An Enterprise Strategy Group (ESG) report published in January, 2008, found that 64 percent of deduplication users have experienced a 10:1 or greater capacity reduction ratio.

Not surprisingly, a fall 2007 ESG survey regarding data protection indicates that use of data deduplication products is expected to increase significantly. More than one-third of the respondents said they plan to use file-level data deduplication in the future, and 25 percent expect to add sub-file deduplication capabilities.

The increasing reliance on disk storage and the growing volume of data that needs to be protected are two factors that make deduplication so enticing, says Lauren Whitehouse, an analyst at ESG. “The economics of applying disk in the backup process further improve with deduplication,” she says. “By implementing data deduplication technology that identifies and eliminates data redundancy, the amount of data that is transferred and stored is reduced.”

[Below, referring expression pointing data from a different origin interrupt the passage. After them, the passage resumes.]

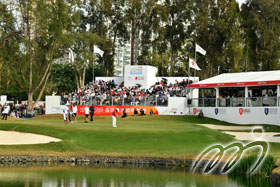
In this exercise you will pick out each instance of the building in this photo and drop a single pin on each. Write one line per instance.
(242, 98)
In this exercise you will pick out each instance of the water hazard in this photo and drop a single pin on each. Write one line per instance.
(78, 176)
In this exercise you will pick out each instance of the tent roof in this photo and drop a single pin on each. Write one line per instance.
(240, 79)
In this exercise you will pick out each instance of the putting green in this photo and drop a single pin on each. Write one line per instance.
(160, 136)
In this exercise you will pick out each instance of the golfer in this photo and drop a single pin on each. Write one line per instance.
(86, 113)
(114, 117)
(92, 109)
(74, 114)
(65, 113)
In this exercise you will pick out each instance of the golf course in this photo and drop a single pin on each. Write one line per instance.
(135, 136)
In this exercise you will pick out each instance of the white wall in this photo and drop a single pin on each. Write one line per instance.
(242, 115)
(53, 105)
(143, 75)
(118, 80)
(179, 79)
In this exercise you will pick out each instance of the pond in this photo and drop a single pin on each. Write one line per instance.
(99, 176)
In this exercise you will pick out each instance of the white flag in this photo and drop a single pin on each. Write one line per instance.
(199, 49)
(192, 64)
(96, 50)
(71, 55)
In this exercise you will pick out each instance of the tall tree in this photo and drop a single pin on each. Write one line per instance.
(43, 24)
(260, 21)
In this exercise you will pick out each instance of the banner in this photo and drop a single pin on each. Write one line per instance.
(199, 49)
(193, 64)
(96, 50)
(107, 110)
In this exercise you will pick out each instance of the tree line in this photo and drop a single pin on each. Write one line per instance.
(36, 35)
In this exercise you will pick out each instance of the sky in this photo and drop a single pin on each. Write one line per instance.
(240, 2)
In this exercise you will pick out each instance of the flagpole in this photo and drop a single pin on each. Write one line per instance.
(93, 65)
(195, 61)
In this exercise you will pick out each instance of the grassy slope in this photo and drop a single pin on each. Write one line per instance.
(161, 136)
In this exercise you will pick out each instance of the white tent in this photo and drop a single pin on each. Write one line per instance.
(240, 79)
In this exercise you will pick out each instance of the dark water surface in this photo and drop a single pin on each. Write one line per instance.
(99, 176)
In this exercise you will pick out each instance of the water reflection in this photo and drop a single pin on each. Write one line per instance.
(107, 177)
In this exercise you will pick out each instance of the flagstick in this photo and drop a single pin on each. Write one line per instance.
(189, 72)
(93, 65)
(195, 62)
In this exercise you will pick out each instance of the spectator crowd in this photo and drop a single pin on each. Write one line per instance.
(108, 93)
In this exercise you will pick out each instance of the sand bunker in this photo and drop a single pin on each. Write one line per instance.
(19, 138)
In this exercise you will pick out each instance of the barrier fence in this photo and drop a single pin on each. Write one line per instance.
(236, 102)
(118, 101)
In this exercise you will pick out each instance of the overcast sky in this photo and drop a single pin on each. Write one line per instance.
(241, 1)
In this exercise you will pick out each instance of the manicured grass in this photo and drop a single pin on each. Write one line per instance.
(158, 136)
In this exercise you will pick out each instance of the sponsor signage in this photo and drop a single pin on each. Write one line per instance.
(220, 111)
(243, 111)
(107, 110)
(194, 111)
(270, 111)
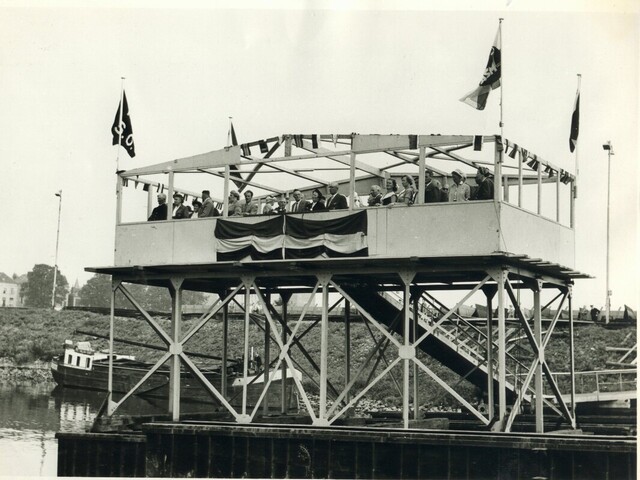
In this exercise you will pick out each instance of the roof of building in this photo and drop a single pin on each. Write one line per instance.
(4, 278)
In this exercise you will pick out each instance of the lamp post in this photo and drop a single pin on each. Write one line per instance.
(55, 266)
(609, 149)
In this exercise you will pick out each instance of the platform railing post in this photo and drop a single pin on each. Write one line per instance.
(572, 360)
(537, 333)
(175, 348)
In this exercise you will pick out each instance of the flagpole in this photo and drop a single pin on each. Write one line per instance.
(120, 130)
(575, 186)
(498, 169)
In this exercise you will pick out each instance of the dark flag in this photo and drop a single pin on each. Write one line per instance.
(490, 78)
(575, 123)
(121, 130)
(234, 169)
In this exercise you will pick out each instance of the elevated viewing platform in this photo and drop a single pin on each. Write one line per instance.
(383, 223)
(535, 228)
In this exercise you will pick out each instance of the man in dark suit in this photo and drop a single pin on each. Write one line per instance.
(299, 204)
(485, 184)
(336, 201)
(432, 189)
(179, 210)
(160, 212)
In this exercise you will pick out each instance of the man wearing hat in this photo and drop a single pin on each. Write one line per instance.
(336, 201)
(269, 205)
(179, 210)
(208, 209)
(160, 212)
(485, 184)
(432, 189)
(459, 191)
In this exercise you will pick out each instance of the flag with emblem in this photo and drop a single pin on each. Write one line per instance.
(490, 78)
(121, 130)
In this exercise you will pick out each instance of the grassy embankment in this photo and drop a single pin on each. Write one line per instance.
(30, 335)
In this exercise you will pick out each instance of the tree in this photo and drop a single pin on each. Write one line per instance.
(39, 284)
(97, 293)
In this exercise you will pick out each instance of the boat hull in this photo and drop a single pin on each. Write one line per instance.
(126, 375)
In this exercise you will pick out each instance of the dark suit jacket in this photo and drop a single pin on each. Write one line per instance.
(485, 190)
(432, 192)
(318, 207)
(181, 212)
(337, 202)
(158, 213)
(303, 206)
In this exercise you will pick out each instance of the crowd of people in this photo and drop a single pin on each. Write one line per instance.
(405, 193)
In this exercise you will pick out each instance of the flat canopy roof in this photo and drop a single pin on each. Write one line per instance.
(449, 273)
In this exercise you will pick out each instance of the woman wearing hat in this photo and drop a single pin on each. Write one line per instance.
(459, 191)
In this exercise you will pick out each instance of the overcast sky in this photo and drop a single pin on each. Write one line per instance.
(327, 67)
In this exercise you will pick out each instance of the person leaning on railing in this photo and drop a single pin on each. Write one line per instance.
(408, 193)
(391, 196)
(208, 209)
(485, 184)
(459, 191)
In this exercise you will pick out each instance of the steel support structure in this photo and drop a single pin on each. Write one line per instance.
(397, 345)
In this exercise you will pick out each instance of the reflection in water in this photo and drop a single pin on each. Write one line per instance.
(31, 414)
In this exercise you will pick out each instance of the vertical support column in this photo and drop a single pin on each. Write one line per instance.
(506, 189)
(522, 160)
(324, 351)
(175, 348)
(539, 189)
(283, 385)
(245, 357)
(407, 352)
(267, 358)
(119, 199)
(572, 362)
(557, 196)
(150, 191)
(347, 347)
(352, 180)
(572, 206)
(537, 334)
(502, 351)
(225, 347)
(421, 170)
(414, 336)
(170, 195)
(490, 291)
(497, 168)
(225, 200)
(110, 403)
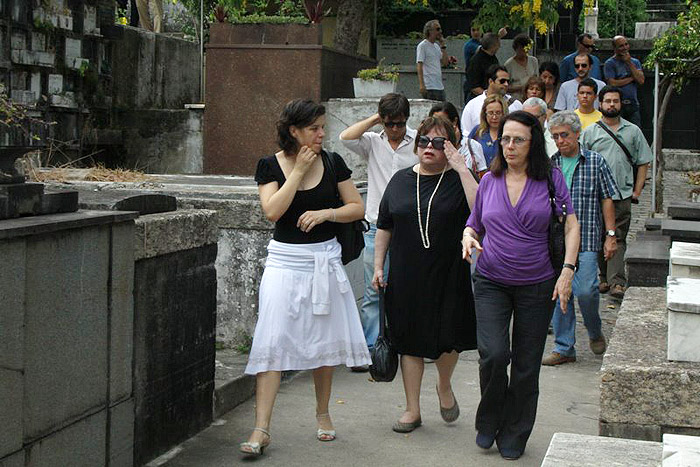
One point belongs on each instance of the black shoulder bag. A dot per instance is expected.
(385, 360)
(627, 153)
(349, 234)
(557, 248)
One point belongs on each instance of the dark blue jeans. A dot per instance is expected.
(508, 408)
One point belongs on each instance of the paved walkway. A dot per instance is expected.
(363, 413)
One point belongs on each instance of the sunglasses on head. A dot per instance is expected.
(395, 124)
(438, 142)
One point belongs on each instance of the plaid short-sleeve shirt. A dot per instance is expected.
(592, 183)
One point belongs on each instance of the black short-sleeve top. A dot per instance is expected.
(322, 196)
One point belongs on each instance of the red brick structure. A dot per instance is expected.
(252, 71)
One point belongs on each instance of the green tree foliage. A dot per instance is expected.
(678, 50)
(618, 17)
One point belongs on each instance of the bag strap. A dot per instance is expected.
(382, 316)
(328, 158)
(617, 140)
(553, 196)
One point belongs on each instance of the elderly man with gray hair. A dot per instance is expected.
(431, 56)
(592, 187)
(538, 108)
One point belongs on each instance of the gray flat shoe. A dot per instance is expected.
(403, 427)
(451, 414)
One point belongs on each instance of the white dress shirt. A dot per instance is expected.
(382, 163)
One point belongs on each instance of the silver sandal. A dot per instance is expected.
(255, 449)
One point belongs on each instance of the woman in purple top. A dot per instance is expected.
(514, 277)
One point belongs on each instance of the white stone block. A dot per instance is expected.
(685, 260)
(90, 20)
(55, 84)
(683, 303)
(18, 40)
(74, 49)
(35, 84)
(680, 443)
(39, 42)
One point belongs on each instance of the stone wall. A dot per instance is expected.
(70, 64)
(174, 328)
(66, 340)
(642, 394)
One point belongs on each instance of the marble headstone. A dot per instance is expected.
(683, 303)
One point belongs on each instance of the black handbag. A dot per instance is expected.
(557, 248)
(385, 360)
(349, 234)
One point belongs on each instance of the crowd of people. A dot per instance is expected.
(459, 212)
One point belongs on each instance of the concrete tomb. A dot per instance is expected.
(683, 303)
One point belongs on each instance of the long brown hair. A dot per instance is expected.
(483, 123)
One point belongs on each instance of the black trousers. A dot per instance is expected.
(507, 409)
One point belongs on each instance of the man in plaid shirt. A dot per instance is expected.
(592, 187)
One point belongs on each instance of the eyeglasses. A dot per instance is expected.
(394, 124)
(438, 142)
(562, 135)
(518, 141)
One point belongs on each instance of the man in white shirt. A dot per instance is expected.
(431, 56)
(386, 152)
(567, 99)
(499, 79)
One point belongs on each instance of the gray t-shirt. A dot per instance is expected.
(429, 54)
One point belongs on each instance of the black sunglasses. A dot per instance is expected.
(438, 142)
(395, 124)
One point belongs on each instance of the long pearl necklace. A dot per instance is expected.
(424, 234)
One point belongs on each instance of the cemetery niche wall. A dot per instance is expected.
(67, 62)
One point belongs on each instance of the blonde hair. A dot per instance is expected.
(483, 123)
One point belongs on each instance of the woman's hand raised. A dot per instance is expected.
(378, 279)
(469, 244)
(305, 158)
(454, 158)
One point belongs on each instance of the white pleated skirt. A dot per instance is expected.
(307, 316)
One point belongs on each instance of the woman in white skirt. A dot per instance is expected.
(307, 318)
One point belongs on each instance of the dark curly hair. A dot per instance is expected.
(299, 113)
(538, 165)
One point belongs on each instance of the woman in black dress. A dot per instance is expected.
(429, 302)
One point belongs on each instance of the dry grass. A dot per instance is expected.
(94, 174)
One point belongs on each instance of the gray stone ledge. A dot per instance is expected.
(568, 449)
(639, 385)
(163, 233)
(38, 225)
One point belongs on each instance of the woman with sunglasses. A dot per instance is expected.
(470, 149)
(514, 278)
(429, 307)
(549, 72)
(492, 112)
(307, 319)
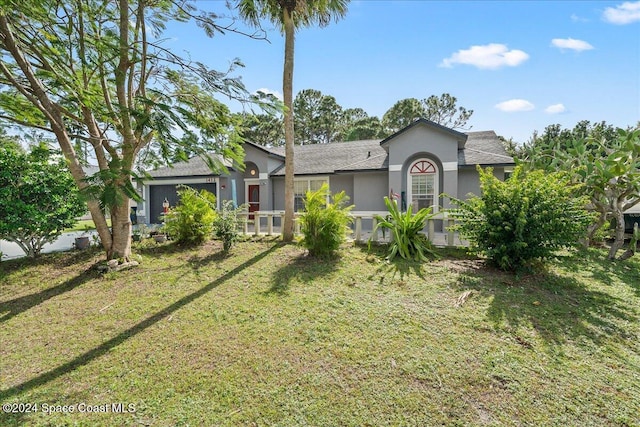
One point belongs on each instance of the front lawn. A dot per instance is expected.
(267, 336)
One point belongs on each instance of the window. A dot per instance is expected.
(300, 188)
(422, 181)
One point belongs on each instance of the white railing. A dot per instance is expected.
(263, 224)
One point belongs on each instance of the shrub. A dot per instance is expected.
(525, 218)
(226, 224)
(191, 222)
(38, 197)
(325, 221)
(407, 239)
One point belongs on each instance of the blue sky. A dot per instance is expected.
(519, 65)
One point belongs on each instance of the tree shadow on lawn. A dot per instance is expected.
(302, 268)
(125, 335)
(559, 308)
(12, 308)
(396, 270)
(602, 269)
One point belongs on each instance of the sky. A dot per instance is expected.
(519, 65)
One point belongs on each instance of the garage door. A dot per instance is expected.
(157, 194)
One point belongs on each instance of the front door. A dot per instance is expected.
(254, 199)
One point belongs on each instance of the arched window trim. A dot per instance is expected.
(424, 167)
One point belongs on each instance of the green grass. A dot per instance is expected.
(267, 336)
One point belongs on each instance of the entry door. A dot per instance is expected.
(254, 199)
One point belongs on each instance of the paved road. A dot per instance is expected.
(64, 243)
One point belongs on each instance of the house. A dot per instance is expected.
(418, 163)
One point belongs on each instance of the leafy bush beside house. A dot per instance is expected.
(407, 239)
(191, 221)
(527, 217)
(226, 224)
(325, 221)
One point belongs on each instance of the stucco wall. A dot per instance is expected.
(421, 138)
(423, 141)
(469, 181)
(277, 192)
(369, 190)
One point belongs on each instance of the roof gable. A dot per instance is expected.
(484, 148)
(458, 136)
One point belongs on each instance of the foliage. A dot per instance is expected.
(227, 223)
(38, 198)
(325, 221)
(604, 160)
(317, 118)
(262, 129)
(99, 76)
(527, 217)
(402, 114)
(407, 239)
(289, 16)
(191, 221)
(441, 110)
(358, 125)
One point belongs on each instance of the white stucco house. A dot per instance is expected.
(419, 163)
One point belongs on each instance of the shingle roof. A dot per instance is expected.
(483, 148)
(336, 157)
(195, 166)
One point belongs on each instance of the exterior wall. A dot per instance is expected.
(428, 143)
(277, 192)
(469, 181)
(369, 190)
(261, 164)
(156, 191)
(344, 183)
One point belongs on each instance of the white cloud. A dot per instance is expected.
(576, 18)
(622, 14)
(573, 44)
(555, 109)
(514, 105)
(491, 56)
(269, 92)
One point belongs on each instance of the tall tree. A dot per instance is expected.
(318, 119)
(262, 129)
(96, 71)
(289, 15)
(358, 125)
(443, 110)
(402, 114)
(603, 160)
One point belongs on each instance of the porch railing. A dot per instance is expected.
(364, 222)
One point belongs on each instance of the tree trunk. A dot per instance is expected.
(287, 91)
(619, 237)
(120, 232)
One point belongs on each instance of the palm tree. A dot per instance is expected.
(289, 15)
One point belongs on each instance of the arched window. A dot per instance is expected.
(422, 183)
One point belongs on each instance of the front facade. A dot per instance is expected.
(417, 165)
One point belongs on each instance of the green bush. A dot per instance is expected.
(407, 239)
(191, 222)
(325, 221)
(527, 217)
(227, 223)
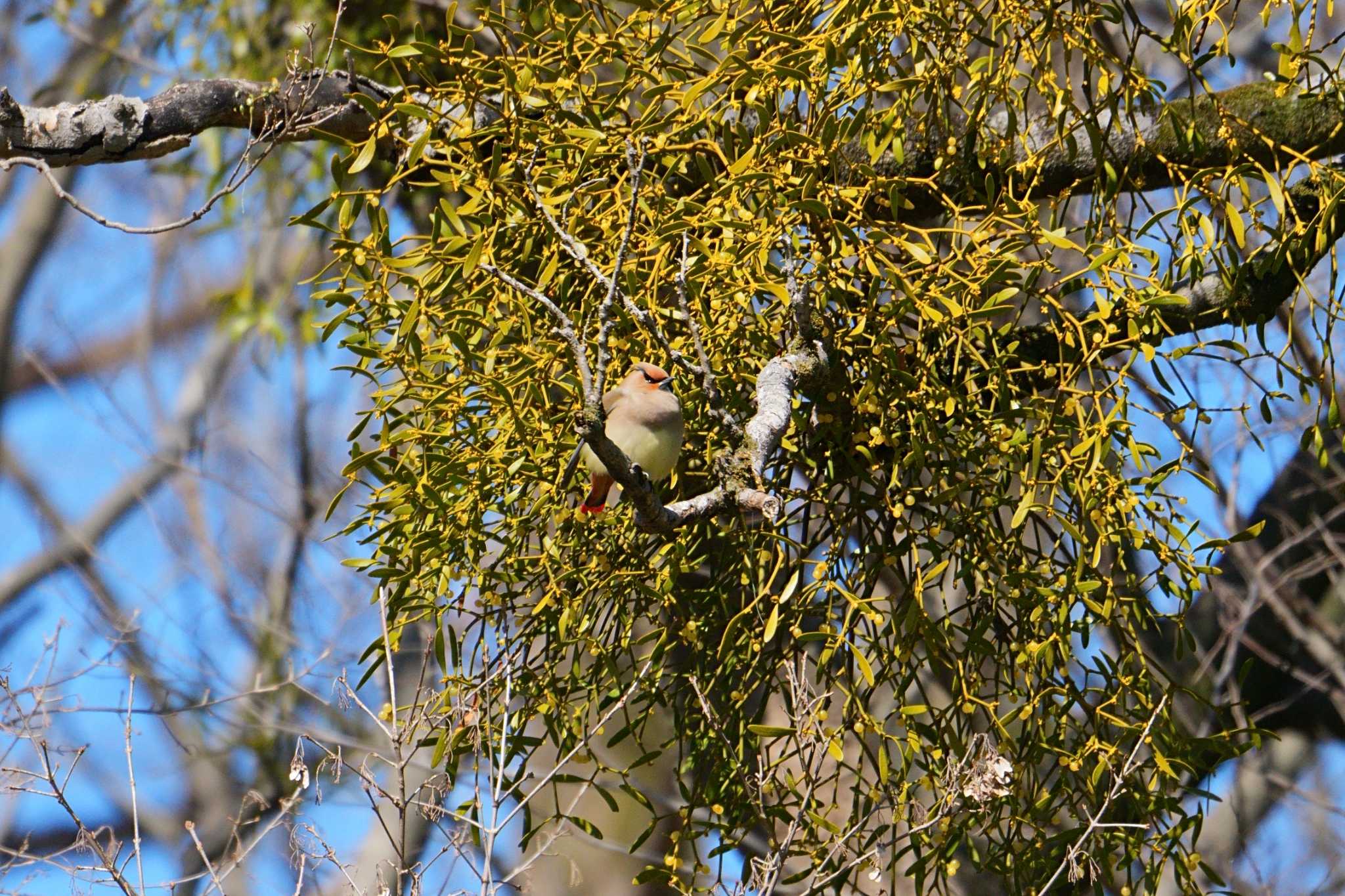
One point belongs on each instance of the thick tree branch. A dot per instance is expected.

But it’s not as simple as selecting a system and letting the technology do its thing. “The biggest challenge for many organizations is understanding their requirements and selecting a vendor/solution that meets its needs,” Whitehouse says. “There are a lot of vendors and approaches to wade through, which also means there are many choices to find an optimal solution.”

Whitehouse says one of the key concerns is whether to go with a software or hardware approach. Typically, backup software performs deduplication at the source, identifying duplicates before data is transferred across a network. Among the benefits are integration with the backup software; more intelligence about the data set; less data transferred across the network, which is especially important in server virtualization environments where there’s a lot of redundant data; the ability to use any type of disk; and fewer issues with scalability. The drawback is that not all backup vendors offer deduplication.

Deduplication is also a feature of many storage systems and hardware appliances. The benefits are that the deduplication hardware is optimized for the process, works with any backup software and can be implemented quickly, Whitehouse says. One drawback is that not all solutions scale, causing issues when capacity thresholds are hit.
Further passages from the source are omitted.